While in the early hours the futures jumped higher on reports that "Germany and France were exploring radical actions of securing deeper and more rapid fiscal integration among euro zone countries" there was further bad news that the Euro zone is now back in recession. This is the fault of the debt crisis pure and simple.
http://www.cnbc.com/id/45460062
While it would certainly be great news if the reports of "radical actions" are true at this point anyone who has observed this crisis for any length of time at all knows that only seeing is believing, not talking.
However today the markets believe and the Dow is currently up 320 points. But the equity markets are not the place to judge-the reality check is the bond markets. Again, seeing is believing.
With the OECD's report that the Euro zone is in a mild recession came a warning that the U.S. might follow suit next year.

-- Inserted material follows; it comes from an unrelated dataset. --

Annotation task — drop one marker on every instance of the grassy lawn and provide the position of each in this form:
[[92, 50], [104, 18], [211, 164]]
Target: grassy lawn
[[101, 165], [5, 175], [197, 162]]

"The threat of even more devastating downturns looms if the euro zone does not get to grips with its debt crisis and U.S. lawmakers fail to agree a spending-reduction plan, the Organization for Economic Cooperation and Development warned."
http://www.cnbc.com/id/45459979
This canard about the U.S. needing a "spending-reduction plan" is specious, certainly. The U.S. budget deficit is not a concern as is shown by the fact that our bonds are the most desired in the world. In any case even if we needed a budget reduction plan why is it necessarily about a "spending-reduction plan?"
If anything based upon the numbers we have been seeing from the U.S. during the second half of this year, the economy is already expanding. If it does fail this continue this will be due to Euro contagion.
On most of the rest of the narrative the OECD report is accurate. For example:
"What we see now is contagion rising and hitting probably Germany as well," OECD chief economist Pier Carlo Padoan told Reuters in an interview.
"So the first thing, the absolute priority, is to stop that and in the immediate the only actor that can do that is the ECB," he added, urging the central bank to commit to a creating a cap on government bond yields as a way of calming the crisis.
This is absolutely right that it is the ECB's role to do something not as Europe has recently hopped China or the Federal Reserve; as for the IMF it is like the EFSF, a cap gun for big Euro countries like Italy. For more on the EFSF's inadequacy please see here
http://diaryofarepublicanhater.blogspot.com/2011/11/efsf-eus-cap-gun.html
As Dean Baker shows time and again the best way to reduce the budget deficit is to get the economy out of the recession. Yet deep spending cuts will actually lower growth. And the OECD itself admits this:
"The resulting fiscal tightening, which would come automatically, would in our view likely generate a recession in the United States," Padoan said:
Today is a good day for equities, but until we get some good days for bonds optimism is rash to say the least.